# rejection sticker



## Guest (Jun 30, 2008)

Hi everyone,

I was wondering if someone could help me out by answering this for me. I have a black rejection sticker(emissions failure). It expired today, but I put my car in the shop on Friday, but the part they needed to fix it won't be in until tomorrow(Monday). They explained to me that I'm going to need to put a week's worth of driving on my car before it will be able to pass the emissions test. How will I be able to do that with an expired sticker? I know I shouldn't have waited until the last minute to fix it, but I couldn't afford the 800 dollar bill until this week. Thanks for any help!


----------



## Gil (Jun 15, 1998)

If it's expired (over the 60 days) your going to have to pay for a new test anyway. So pay for the new sticker and if it gets rejected just go back in a week for the retest for no charge. I think it's a bit silly that they told you that you have to wait a week to see the results of the new part. 

If you run around on the expired one, you are subject to a $50 citation that will (i think still applies) add 2 points to your step rating for a few years @ $50 per point.

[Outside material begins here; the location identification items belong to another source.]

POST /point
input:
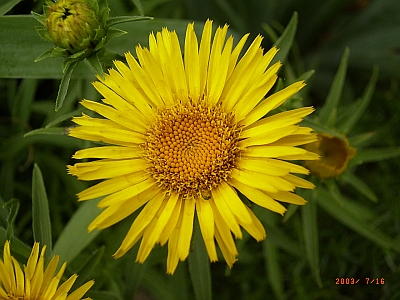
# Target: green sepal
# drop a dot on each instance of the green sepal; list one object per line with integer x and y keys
{"x": 114, "y": 32}
{"x": 95, "y": 63}
{"x": 52, "y": 53}
{"x": 40, "y": 18}
{"x": 43, "y": 33}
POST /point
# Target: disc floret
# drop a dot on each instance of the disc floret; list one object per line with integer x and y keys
{"x": 192, "y": 148}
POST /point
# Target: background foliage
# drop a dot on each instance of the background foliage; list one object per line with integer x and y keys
{"x": 347, "y": 230}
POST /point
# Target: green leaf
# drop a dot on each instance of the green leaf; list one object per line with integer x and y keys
{"x": 40, "y": 212}
{"x": 199, "y": 266}
{"x": 17, "y": 246}
{"x": 359, "y": 185}
{"x": 328, "y": 112}
{"x": 62, "y": 92}
{"x": 12, "y": 214}
{"x": 139, "y": 6}
{"x": 75, "y": 236}
{"x": 86, "y": 269}
{"x": 285, "y": 41}
{"x": 60, "y": 130}
{"x": 345, "y": 214}
{"x": 95, "y": 63}
{"x": 7, "y": 5}
{"x": 125, "y": 19}
{"x": 22, "y": 45}
{"x": 47, "y": 131}
{"x": 274, "y": 268}
{"x": 310, "y": 231}
{"x": 374, "y": 155}
{"x": 361, "y": 105}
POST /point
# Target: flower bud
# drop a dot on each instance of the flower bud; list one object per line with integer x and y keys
{"x": 74, "y": 25}
{"x": 335, "y": 154}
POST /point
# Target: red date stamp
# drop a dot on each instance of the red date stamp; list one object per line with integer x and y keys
{"x": 347, "y": 281}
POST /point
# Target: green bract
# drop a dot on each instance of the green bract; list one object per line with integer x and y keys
{"x": 79, "y": 30}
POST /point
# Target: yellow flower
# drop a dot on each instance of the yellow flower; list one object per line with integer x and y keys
{"x": 184, "y": 136}
{"x": 335, "y": 154}
{"x": 34, "y": 283}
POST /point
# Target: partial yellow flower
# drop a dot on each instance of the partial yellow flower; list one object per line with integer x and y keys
{"x": 34, "y": 282}
{"x": 183, "y": 136}
{"x": 335, "y": 154}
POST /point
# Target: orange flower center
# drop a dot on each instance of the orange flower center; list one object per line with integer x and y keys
{"x": 192, "y": 148}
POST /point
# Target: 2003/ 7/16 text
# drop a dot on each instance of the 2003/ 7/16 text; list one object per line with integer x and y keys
{"x": 343, "y": 280}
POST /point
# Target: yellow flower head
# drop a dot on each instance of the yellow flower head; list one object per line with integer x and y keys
{"x": 184, "y": 135}
{"x": 335, "y": 154}
{"x": 35, "y": 282}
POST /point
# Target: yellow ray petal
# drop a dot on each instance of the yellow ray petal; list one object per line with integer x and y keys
{"x": 127, "y": 193}
{"x": 113, "y": 152}
{"x": 234, "y": 203}
{"x": 155, "y": 228}
{"x": 271, "y": 103}
{"x": 117, "y": 212}
{"x": 256, "y": 182}
{"x": 299, "y": 182}
{"x": 277, "y": 121}
{"x": 255, "y": 228}
{"x": 107, "y": 135}
{"x": 186, "y": 230}
{"x": 258, "y": 197}
{"x": 153, "y": 69}
{"x": 204, "y": 54}
{"x": 218, "y": 65}
{"x": 260, "y": 165}
{"x": 273, "y": 151}
{"x": 218, "y": 203}
{"x": 170, "y": 226}
{"x": 112, "y": 185}
{"x": 205, "y": 216}
{"x": 104, "y": 169}
{"x": 140, "y": 223}
{"x": 192, "y": 63}
{"x": 145, "y": 85}
{"x": 288, "y": 197}
{"x": 267, "y": 137}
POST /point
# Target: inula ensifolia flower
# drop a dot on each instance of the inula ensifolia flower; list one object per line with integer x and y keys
{"x": 74, "y": 25}
{"x": 183, "y": 135}
{"x": 35, "y": 281}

So... $350 over time or $29 now...


----------



## Crvtte65 (May 19, 2002)

It could be for the computer system Gil. As an example, if you have an engine light lit when you go in (failure of course) but it is nothing, before you can retest you have to put so many miles on to fully reset it. (Info from my bro, service manager at a dealership).


----------



## kwflatbed (Dec 29, 2004)

Crvtte65 said:


> It could be for the computer system Gil. As an example, if you have an engine light lit when you go in (failure of course) but it is nothing, before you can retest you have to put so many miles on to fully reset it. (Info from my bro, service manager at a dealership).


100% Correct also the inspection staion will give you a letter stating that
extending your retest time from the resistry.


----------



## Guest (Jun 30, 2008)

Thanks for all of your responses. I was just a bit worried about what to do. I wasn't sure if I could get another rejection sticker after already having one or if they would be able to extend the one I currently have. Thanks for all of your answers =]


----------



## justanotherparatrooper (Aug 27, 2006)

See , it can be done to all you naysayers out there! Someone ask a legitimate question and got straight answers


----------



## Nuke_TRT (Feb 10, 2008)

Wait for it ....


----------



## Guest (Jun 30, 2008)

kelley8688 I can feel your pain I have been working on a sticker for 3 months now with 3 different shops. All the shops say nothing is wrong with the vehicle no codes ect. lets try this than that. Fix something drive for a week to reset computer. The drive cycle to set these computers is impossible. I was told that with an older car if I spent more the 300 dollars on the car I could get a wavier from the state but it was denied. At any rate the state says I need a new computer for the car as the old one will not go ready. But like you I have run out of time while I await a new computer that is on order. Keep all the paper work in your car if you get pulled over hopefully to officer will understand. To my fellow Officers out there if someone gives you this story it's a good chance it's not BS.


----------



## kttref (Oct 5, 2004)

justanotherparatrooper said:


> See , it can be done to all you naysayers out there! Someone ask a legitimate question and got straight answers


Yeah, because a chick asked it.


----------



## Boston Man (May 6, 2008)

What car do you have? There's a specific cycle you must go through to ready all of the monitors in your vehicle. Example: Must stay at 50 mph for x ammount of minutes, then up to 60 mph for x minutes, then down to 40 at x minutes. Each make has their own.


----------



## kttref (Oct 5, 2004)

Thimios315 said:


> *ahahha - you make a good point, Kate! - L0L*


Thank you dear....(flattery will get you EVERYWHERE)....


----------



## Guest (Jul 1, 2008)

Boston Man said:


> What car do you have? There's a specific cycle you must go through to ready all of the monitors in your vehicle. Example: Must stay at 50 mph for x ammount of minutes, then up to 60 mph for x minutes, then down to 40 at x minutes. Each make has their own.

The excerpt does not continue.